Mean proportion of correct responses for each SOA is a very crude measure of the TWI, therefore we calculated the size of the individual windows, a 3rd order polynomial probability curve was fitted across the SOAs for each participant. The size of each participant’s TWI was defined as the SOA at an accuracy level halfway between the individuals’ lowest accuracy point and 100% (as in Theves et al., 2020). Supplementary Figure S1 depicts the calculation of the TWI for one participant. See Figure 2 for a scatterplot of each individual TWI. In order to analyze the TWI, a non-parametric 2 × 2 mixed ANOVA using 10% trimmed means was conducted. Group (older vs. younger) and Time (pre- vs. post-training) were the respective between-participants and within-participants factors. There was a main effect of Group [F(1, 26.42) = 34.32, p < 0.001, ηp2 = 0.46] and a main effect of Time [F(1, 26.46) = 10.95, p = 0.003, ηp2 = 0.21]. Additionally, there was a significant interaction between these two factors [F(1, 26.46) = 4.72, p = 0.038, ηp2 = 0.1]. To follow-up the significant interaction effect, non-parametric Wilcoxon Signed-Rank tests were conducted on each group separately with Time as the within-participants factor (pre-, post-training). This test confirmed the older groups’ TWI significantly reduced (Z = 6, p = 0.03) from pre (M = 284.165, SD = 37.92) to post test (M = 259.84, SD = 66.8), as did the young group (Z = 24.85, p = 0.001), with a significantly reduced TWI at post-training (M = 165.05, SD = 51.01) compared to pre-training (M = 232.86, SD = 67.93). The daily training is presented in Supplementary Figure S2.

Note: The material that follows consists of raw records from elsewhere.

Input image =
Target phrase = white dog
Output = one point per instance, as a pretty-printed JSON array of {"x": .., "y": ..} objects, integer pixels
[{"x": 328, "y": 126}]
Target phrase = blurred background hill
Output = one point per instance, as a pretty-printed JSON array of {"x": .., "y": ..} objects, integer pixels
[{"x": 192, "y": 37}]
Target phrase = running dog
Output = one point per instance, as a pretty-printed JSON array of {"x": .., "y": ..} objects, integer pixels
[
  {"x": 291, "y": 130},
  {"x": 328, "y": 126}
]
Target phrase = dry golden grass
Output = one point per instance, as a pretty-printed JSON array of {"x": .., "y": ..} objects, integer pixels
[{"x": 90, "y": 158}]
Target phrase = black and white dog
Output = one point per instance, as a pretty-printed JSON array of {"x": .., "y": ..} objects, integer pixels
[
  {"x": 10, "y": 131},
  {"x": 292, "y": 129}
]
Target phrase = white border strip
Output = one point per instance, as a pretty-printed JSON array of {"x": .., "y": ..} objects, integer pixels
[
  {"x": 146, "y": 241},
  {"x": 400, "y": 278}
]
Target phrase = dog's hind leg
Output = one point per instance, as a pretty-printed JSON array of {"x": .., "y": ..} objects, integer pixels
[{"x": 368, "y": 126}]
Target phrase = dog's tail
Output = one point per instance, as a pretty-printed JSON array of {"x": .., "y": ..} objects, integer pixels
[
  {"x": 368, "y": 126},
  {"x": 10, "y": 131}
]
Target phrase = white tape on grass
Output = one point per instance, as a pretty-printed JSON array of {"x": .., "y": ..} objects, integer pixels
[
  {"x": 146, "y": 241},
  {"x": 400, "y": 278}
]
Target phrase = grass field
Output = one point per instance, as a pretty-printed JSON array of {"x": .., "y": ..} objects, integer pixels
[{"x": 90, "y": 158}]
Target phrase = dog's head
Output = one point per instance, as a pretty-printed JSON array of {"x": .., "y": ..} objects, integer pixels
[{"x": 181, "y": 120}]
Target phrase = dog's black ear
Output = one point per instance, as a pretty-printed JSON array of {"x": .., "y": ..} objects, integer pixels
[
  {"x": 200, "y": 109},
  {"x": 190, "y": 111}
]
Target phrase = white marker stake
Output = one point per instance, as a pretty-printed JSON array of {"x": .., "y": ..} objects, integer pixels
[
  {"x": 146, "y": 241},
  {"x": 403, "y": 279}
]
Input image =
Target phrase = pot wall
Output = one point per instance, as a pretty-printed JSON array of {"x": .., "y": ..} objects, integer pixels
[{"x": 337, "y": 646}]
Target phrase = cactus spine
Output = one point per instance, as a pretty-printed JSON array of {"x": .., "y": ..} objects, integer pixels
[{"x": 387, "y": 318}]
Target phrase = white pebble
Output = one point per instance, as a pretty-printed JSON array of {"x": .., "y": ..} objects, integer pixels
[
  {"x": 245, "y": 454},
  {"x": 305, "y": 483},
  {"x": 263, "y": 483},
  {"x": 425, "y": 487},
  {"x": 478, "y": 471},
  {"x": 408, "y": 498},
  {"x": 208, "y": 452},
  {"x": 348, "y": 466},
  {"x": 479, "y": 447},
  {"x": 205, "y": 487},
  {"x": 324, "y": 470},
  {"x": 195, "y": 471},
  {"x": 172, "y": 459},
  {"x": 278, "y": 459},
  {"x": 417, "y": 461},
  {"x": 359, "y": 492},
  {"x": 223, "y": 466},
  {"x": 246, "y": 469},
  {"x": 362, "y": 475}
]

Figure 2. Scatterplots of individual Temporal Window of Integration (TWI) pre- and post-training for the older adult and young adult groups. The dotted lines represent the fitted lines for individual data.

Sound-Induced Flash Illusion: Pre- and Post-training

The proportion of correct responses to the SIFI task are reported in Table 2. Prior to assessing participants’ susceptibility to the SIFI, it was first necessary to determine their ability to perceive the auditory and visual stimuli used during the task. To this end, we analyzed participants’ ability to perceive unisensory conditions (1 flash, 2 flashes, 1 beep, 2-beeps trials) and non-illusory multisensory conditions (2 flash and 2 beeps trials) at baseline (pre-training) using Mann-Whitney U-tests. There were no group differences in perceiving one flash (U = 240, p = 0.35), one beep (U = 240, p = 0.35), nor one-flash/one-beep, whereby all participants scored 100% correctly. There were no significant differences between the two groups on the multisensory control conditions (2 flashes/2 beeps) at each SOA.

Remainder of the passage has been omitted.